HoX/PoX : le renouveau des X-Men en VF

Publié le 13 mai 2020
HoX/PoX chez Panini (couverture) HoX/PoX chez Panini : couverture de l'édition régulière

HoX/PoX, c’est l’événement du moment chez Marvel. Les fans des X-Men sont sur le qui-vive. Même ceux qui ont arrêté de lire les mutants depuis longtemps envisagent de s’y remettre pour l’occasion ! L’éditeur italien Panini vient d’entamer la publication en VF d’House of X, la grande relance des séries X-Men initiée par Marvel aux USA à l’été 2019. C’est l’occasion pour nous de poser quelques questions à Ben KG, traducteur des séries mutantes depuis quelques années, qui s’est fait un plaisir de s’attaquer à ce gros morceau.

Alors, Ben.

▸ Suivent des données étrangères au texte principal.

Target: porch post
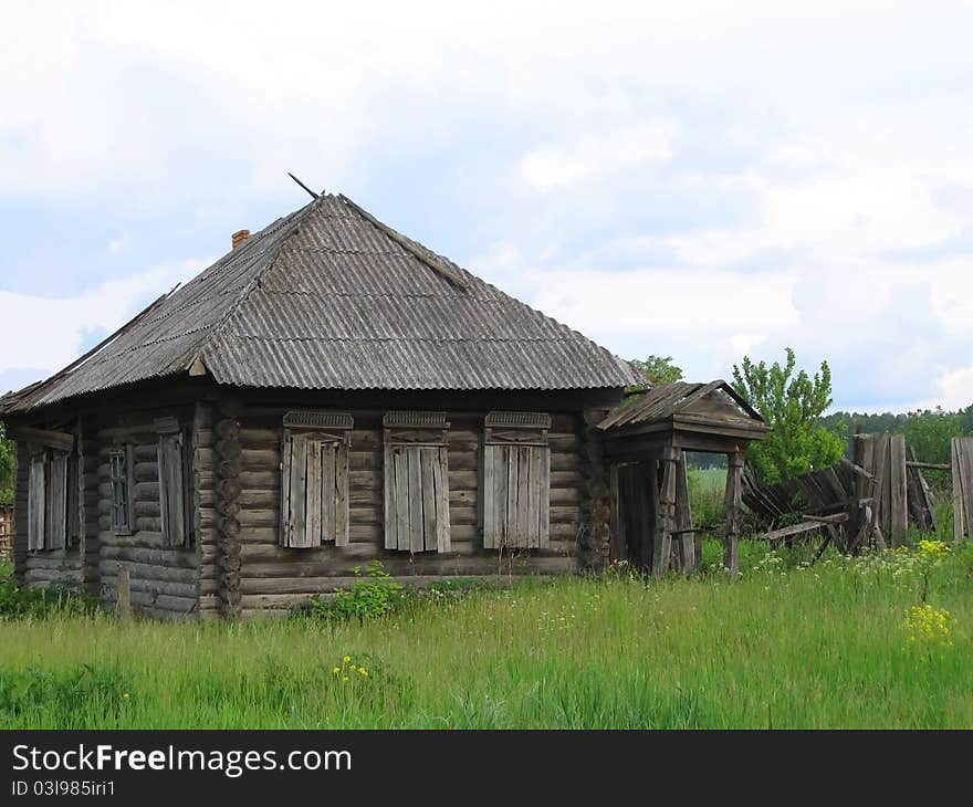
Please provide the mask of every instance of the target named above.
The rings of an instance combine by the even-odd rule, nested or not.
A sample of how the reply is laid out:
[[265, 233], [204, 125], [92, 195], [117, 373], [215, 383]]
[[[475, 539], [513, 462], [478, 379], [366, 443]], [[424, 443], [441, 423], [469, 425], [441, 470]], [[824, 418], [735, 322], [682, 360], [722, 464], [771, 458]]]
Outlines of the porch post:
[[740, 494], [743, 476], [743, 452], [726, 455], [726, 526], [723, 533], [723, 567], [735, 575], [740, 570]]
[[665, 577], [669, 572], [672, 526], [676, 521], [676, 462], [680, 453], [679, 449], [666, 446], [659, 461], [662, 483], [656, 507], [656, 539], [652, 542], [653, 577]]

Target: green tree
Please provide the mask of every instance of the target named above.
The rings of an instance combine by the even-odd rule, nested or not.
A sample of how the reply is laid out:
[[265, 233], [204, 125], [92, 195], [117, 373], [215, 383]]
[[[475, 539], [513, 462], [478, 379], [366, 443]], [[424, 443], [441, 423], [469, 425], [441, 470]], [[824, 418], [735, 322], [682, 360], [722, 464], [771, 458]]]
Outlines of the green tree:
[[13, 441], [7, 439], [7, 431], [0, 422], [0, 504], [13, 504], [15, 458]]
[[648, 385], [639, 385], [632, 389], [644, 389], [646, 386], [658, 387], [662, 384], [672, 384], [682, 379], [682, 368], [672, 364], [671, 356], [649, 356], [641, 360], [629, 359], [629, 364], [648, 379]]
[[807, 471], [827, 468], [841, 459], [845, 444], [837, 434], [818, 423], [831, 405], [831, 370], [822, 361], [813, 377], [794, 374], [794, 350], [785, 348], [787, 361], [770, 367], [743, 357], [733, 365], [737, 391], [771, 427], [766, 440], [751, 444], [747, 460], [760, 480], [775, 484]]

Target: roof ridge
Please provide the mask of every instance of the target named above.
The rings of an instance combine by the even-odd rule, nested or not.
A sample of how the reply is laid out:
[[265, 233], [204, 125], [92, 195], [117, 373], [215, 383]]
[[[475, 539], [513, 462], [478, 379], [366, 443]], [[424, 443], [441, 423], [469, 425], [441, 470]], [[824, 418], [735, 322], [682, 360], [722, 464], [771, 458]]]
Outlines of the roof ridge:
[[467, 280], [462, 272], [459, 272], [450, 266], [440, 255], [436, 254], [428, 247], [419, 243], [418, 241], [414, 241], [408, 235], [402, 235], [398, 230], [395, 230], [385, 222], [379, 221], [372, 213], [365, 210], [365, 208], [356, 205], [351, 199], [348, 199], [348, 197], [346, 197], [344, 193], [338, 193], [337, 199], [352, 208], [369, 224], [384, 232], [388, 238], [395, 241], [404, 250], [409, 252], [412, 256], [417, 258], [419, 261], [429, 266], [429, 269], [431, 269], [433, 272], [441, 275], [453, 285], [469, 291], [470, 281]]
[[[227, 327], [227, 323], [230, 321], [233, 314], [236, 314], [240, 310], [240, 306], [247, 302], [253, 290], [260, 285], [260, 281], [263, 280], [263, 276], [276, 265], [278, 259], [281, 256], [281, 250], [283, 245], [297, 232], [297, 230], [301, 229], [301, 224], [304, 222], [304, 219], [307, 218], [308, 213], [315, 207], [321, 206], [322, 199], [324, 199], [324, 196], [318, 196], [314, 201], [305, 205], [304, 209], [301, 210], [296, 216], [294, 216], [294, 219], [291, 221], [287, 231], [284, 233], [283, 237], [281, 237], [280, 241], [278, 241], [278, 243], [268, 251], [268, 254], [264, 255], [263, 266], [260, 268], [254, 273], [253, 277], [250, 279], [250, 282], [245, 286], [243, 286], [242, 290], [240, 290], [239, 296], [237, 297], [236, 302], [233, 302], [233, 304], [223, 312], [223, 315], [215, 325], [203, 328], [202, 337], [195, 345], [192, 352], [190, 354], [187, 354], [187, 358], [185, 361], [185, 366], [187, 369], [196, 364], [199, 358], [201, 358], [203, 352], [207, 347], [209, 347], [212, 339], [215, 339], [223, 332], [223, 329]], [[273, 224], [270, 224], [269, 227], [273, 227]], [[266, 229], [269, 228], [264, 228], [264, 230]], [[278, 229], [283, 229], [283, 227]], [[261, 230], [261, 233], [263, 233], [263, 230]], [[206, 360], [203, 360], [202, 364], [203, 366], [206, 366]]]

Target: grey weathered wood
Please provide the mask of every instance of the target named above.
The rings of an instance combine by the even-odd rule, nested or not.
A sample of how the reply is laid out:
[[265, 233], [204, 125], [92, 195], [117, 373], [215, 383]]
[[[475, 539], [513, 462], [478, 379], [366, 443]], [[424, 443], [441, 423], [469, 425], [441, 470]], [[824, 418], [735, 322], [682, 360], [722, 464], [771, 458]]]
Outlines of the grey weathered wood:
[[398, 516], [396, 514], [396, 468], [395, 468], [395, 450], [386, 442], [383, 452], [383, 473], [385, 483], [381, 486], [383, 500], [385, 504], [385, 548], [398, 549]]
[[924, 468], [929, 471], [952, 470], [952, 465], [949, 462], [920, 462], [919, 460], [907, 460], [906, 468]]
[[[321, 446], [321, 531], [324, 541], [337, 541], [337, 446]], [[320, 545], [320, 542], [318, 542]]]
[[64, 549], [67, 543], [67, 454], [54, 451], [48, 475], [45, 549]]
[[656, 510], [656, 535], [652, 545], [652, 575], [655, 577], [665, 577], [669, 572], [669, 565], [672, 557], [672, 530], [674, 528], [674, 506], [676, 506], [676, 463], [678, 449], [662, 449], [662, 457], [659, 460], [659, 473], [661, 474], [661, 484], [659, 485], [658, 503]]
[[422, 506], [422, 548], [436, 552], [437, 544], [437, 517], [436, 517], [436, 481], [435, 469], [439, 464], [439, 449], [419, 449], [419, 494], [414, 494]]
[[163, 533], [169, 546], [182, 546], [186, 543], [185, 483], [182, 473], [182, 434], [165, 433], [159, 436], [158, 448], [158, 482], [159, 511]]
[[726, 467], [726, 526], [723, 535], [723, 567], [730, 574], [740, 570], [740, 502], [743, 454], [730, 454]]
[[307, 495], [307, 438], [303, 434], [291, 436], [291, 484], [289, 532], [291, 546], [308, 547], [306, 530], [306, 495]]
[[30, 460], [30, 483], [28, 491], [28, 549], [44, 548], [44, 516], [48, 507], [46, 493], [48, 463], [44, 453], [36, 453]]
[[545, 549], [551, 542], [551, 451], [534, 449], [537, 462], [537, 548]]
[[409, 459], [405, 447], [395, 450], [395, 507], [398, 549], [411, 552], [412, 537], [409, 528]]
[[906, 541], [909, 523], [908, 488], [906, 479], [906, 437], [889, 437], [889, 524], [892, 546]]
[[406, 457], [409, 462], [409, 548], [411, 552], [425, 552], [426, 538], [422, 522], [422, 449], [409, 446]]
[[54, 451], [70, 453], [74, 450], [74, 434], [67, 431], [54, 431], [52, 429], [35, 429], [28, 426], [11, 426], [7, 437], [10, 440], [43, 446]]
[[963, 485], [960, 479], [960, 439], [950, 441], [951, 470], [953, 476], [953, 541], [963, 539]]
[[323, 524], [323, 509], [326, 506], [326, 493], [324, 484], [323, 465], [324, 447], [320, 440], [307, 439], [307, 471], [305, 478], [304, 528], [307, 533], [305, 546], [321, 546]]
[[689, 479], [684, 451], [680, 451], [676, 460], [676, 533], [679, 535], [679, 563], [682, 570], [690, 575], [695, 572], [699, 558], [695, 552], [697, 535], [692, 528], [692, 509], [689, 501]]
[[132, 610], [132, 583], [128, 567], [122, 564], [118, 564], [117, 586], [118, 619], [125, 622], [128, 621], [128, 616]]
[[956, 438], [960, 449], [960, 482], [963, 500], [963, 512], [966, 514], [966, 533], [973, 534], [971, 513], [973, 513], [973, 438]]
[[293, 532], [291, 530], [291, 459], [293, 442], [291, 433], [284, 432], [284, 441], [281, 444], [281, 546], [291, 546]]
[[449, 506], [449, 451], [446, 447], [437, 449], [433, 457], [432, 483], [436, 486], [436, 549], [437, 552], [451, 552], [452, 538], [450, 532], [450, 506]]
[[335, 447], [335, 545], [347, 546], [351, 528], [348, 497], [348, 447]]
[[498, 478], [494, 469], [496, 468], [496, 454], [501, 451], [499, 446], [483, 446], [483, 495], [481, 510], [483, 514], [483, 548], [496, 548], [496, 505], [495, 497], [499, 493], [496, 490]]

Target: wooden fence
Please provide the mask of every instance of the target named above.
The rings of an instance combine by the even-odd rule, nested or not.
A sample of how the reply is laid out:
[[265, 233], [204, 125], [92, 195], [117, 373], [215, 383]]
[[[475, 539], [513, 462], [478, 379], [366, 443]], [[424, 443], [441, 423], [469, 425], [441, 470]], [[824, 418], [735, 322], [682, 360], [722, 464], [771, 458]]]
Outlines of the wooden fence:
[[13, 507], [0, 505], [0, 560], [9, 560], [13, 554]]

Tu nous expliques ce que c’est, House of X et Powers of X ?

Ben KG : Eh bien, ce sont deux mini-séries des X-Men qui ne font qu’une, d’où leur publication en version française dans la même revue (les douze épisodes de la VO seront publiés en quatre volumes). À dire vrai, l’univers des X-Men ronronnait depuis un moment. Les mauvaises langues diront que c’est parce que Disney ne possédait pas les droits ciné des X-Men (chez la Fox) et que la Maison des Idées préférait mettre ses meilleurs auteurs sur les personnages du MCU… Est-ce que c’est le rachat de la Fox par Disney qui a motivé cette reprise ? Aucune idée mais l’essentiel est là : Marvel a frappé un grand coup en confiant le destin des mutants au scénariste Jonathan Hickman. Et il n’a pas fait les choses à moitié. Il était temps de remettre l’ancienne locomotive de Marvel sur le devant de la scène, et le scénariste a réussi, avec un succès commercial et critique indéniable. Ce qui ne gâche rien, c’est également du tout bon au niveau dessin avec R.B. Silva et Pepe Larraz.

ET donc, c’est si bien que ça, HoX/PoX ?

Ben KG : C’est même mieux que bien. Pour faire court, Hickman utilise ici un personnage important de l’histoire des X-Men dont on ignorait jusqu’ici la nature mutante pour réinventer et réinterpréter toute la chronologie X de chez Marvel. Et sur l’impulsion de ce personnage et de son pouvoir très particulier et métaphysiquement vertigineux, les ennemis de toujours, le Professeur Xavier et Magnéto, vont fonder une nouvelle nation mutante avec sa culture, sa langue, sa géographie, son système politique et judiciaire, son économie… Et si ce que fait Hickman à ce niveau-là est impressionnant, il ne s’arrête pas là, puisqu’il conte aussi le futur proche et (beaucoup) plus lointain des mutants et des humains. Enfin, un futur possible. Mais… qui a eu lieu.

HoX/PoX : le début d’un nouvel âge d’or pour les X-Men ?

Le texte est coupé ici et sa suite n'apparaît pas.